Jack Masaichi Furukawa, Private, Company A, 100th Battalion, 442nd RCT
Masaichi Furukawa was born on December 2, 1910, at Camp 9, Puunene, Maui, T.H. His parents were Kamekichi and Kame (Asara) Furukawa, who arrived in 1899 from Hiroshima Prefecture. There were three sons and one daughter in the Furukawa family.
Jack signed his WWII Draft Registration card on October 26, 1940, at Local Board No. 2 in the Bank of Hawaii Building in Wailuku, Maui. His father was his point of contact and he was residing with his family in House No. 1313, Ah Fong Camp, Puunene. His employer was Mr. W.C. Taylor of the HC&S Company, and he was 5’5”, 148 lbs. He was a cane cutter on the sugar plantation.

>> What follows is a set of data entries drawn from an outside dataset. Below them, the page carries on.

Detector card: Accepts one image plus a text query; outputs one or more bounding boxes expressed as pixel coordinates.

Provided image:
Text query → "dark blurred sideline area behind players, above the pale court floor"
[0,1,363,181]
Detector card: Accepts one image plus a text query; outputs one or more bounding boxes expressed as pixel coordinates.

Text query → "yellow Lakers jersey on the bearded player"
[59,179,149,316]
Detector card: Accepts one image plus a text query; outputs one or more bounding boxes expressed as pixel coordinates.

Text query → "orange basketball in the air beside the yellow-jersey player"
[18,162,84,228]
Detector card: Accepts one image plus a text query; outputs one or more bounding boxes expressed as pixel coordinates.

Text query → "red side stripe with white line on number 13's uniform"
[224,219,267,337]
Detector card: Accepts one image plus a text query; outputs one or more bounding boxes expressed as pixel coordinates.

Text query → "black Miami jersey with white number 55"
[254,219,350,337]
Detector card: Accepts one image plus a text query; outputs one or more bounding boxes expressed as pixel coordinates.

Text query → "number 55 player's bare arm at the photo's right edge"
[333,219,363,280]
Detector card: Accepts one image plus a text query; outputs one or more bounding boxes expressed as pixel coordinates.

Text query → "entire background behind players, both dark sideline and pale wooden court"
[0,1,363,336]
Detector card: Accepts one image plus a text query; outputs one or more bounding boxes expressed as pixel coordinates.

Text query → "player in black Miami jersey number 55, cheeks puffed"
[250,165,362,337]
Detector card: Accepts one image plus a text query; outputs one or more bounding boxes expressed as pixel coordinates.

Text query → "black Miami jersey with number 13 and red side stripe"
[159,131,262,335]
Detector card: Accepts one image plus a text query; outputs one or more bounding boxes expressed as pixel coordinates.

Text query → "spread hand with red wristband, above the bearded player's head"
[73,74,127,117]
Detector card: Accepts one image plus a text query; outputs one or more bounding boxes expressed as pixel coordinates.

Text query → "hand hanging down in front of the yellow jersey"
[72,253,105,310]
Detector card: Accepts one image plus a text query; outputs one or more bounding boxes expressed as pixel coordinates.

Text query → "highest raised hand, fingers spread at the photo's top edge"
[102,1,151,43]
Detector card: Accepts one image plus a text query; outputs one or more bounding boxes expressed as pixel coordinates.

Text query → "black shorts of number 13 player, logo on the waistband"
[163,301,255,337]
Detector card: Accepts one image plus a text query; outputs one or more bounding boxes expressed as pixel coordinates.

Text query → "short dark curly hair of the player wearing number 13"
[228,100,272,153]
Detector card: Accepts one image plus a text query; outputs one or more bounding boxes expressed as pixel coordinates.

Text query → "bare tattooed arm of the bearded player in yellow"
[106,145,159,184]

Furukawa was inducted into the U.S. Army on March 25, 1943. His civilian occupation was given as “baker.” Given this date, he would have been with the rest of the 442nd as they left Honolulu on April 4 for San Francisco. After training at Camp Shelby, he was in one of the three groups of replacements sent from Camp Shelby in early 1944 to replenish the ranks of the 100th Infantry Battalion (Separate) that was in combat. Their ranks had been severely diminished due to battle casualties.
During his time in Italy in August 1944, he was admitted to the hospital, but soon returned to duty. The exact date was not given; however, the battalion was in training near Vada for the first half of August before moving out to the front lines on the Arno River near Pisa. The rest of August saw fighting in this area.

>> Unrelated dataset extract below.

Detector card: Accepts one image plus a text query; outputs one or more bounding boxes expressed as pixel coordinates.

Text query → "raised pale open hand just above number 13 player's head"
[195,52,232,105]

Our research turned up no further details on his military service in Italy or France. After the war, Jack arrived back in Honolulu on January 22, 1946, on the SS Columbia from San Francisco. The notation by his name on the ship manifest was “Army-sponsored.”

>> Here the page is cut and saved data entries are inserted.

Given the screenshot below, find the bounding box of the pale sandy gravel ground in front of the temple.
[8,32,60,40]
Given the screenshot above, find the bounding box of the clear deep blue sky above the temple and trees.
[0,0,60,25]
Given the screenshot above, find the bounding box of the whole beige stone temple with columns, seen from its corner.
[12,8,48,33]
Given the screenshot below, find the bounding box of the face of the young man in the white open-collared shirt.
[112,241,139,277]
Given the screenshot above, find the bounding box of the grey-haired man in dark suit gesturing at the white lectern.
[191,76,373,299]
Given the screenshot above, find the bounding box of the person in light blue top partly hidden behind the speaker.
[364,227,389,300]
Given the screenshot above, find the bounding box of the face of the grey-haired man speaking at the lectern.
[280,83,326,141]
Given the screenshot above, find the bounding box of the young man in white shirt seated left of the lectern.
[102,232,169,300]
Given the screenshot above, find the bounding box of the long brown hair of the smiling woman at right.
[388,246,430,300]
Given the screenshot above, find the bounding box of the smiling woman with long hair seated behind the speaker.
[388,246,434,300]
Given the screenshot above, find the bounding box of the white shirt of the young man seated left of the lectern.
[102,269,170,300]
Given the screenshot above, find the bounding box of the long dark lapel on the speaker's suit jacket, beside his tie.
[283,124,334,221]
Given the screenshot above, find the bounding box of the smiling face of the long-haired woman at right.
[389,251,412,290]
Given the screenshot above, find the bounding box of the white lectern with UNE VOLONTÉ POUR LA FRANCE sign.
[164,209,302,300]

For his wartime service, Jack was awarded the Bronze Star, Distinguished Unit Badge, and Combat Infantryman Badge.
He settled in Honolulu and over the years worked for the YWCA and Honolulu Iron Works as a watchman, janitor, and maintenance man. Jack played in the AJA Senior Baseball League for Punchbowl and was considered an excellent hitter. In 1966 at the age of 55 he married Mildred Hatsuko Arakawa Seki (the widow of Edward Bunyei Seki), and they lived in Moiliili. Mildred had two daughters and one son from her first marriage.
Jack M. Furukawa died on October 1, 1995. He was inurned in the Columbarium at the National Memorial Cemetery of the Pacific, Section Ct3-J, Row 100, Site 132. He was survived by his wife, three stepchildren, eight grandchildren, and 10 great-great-grandchildren. His wife died in 2019 and was inurned next to him at Punchbowl.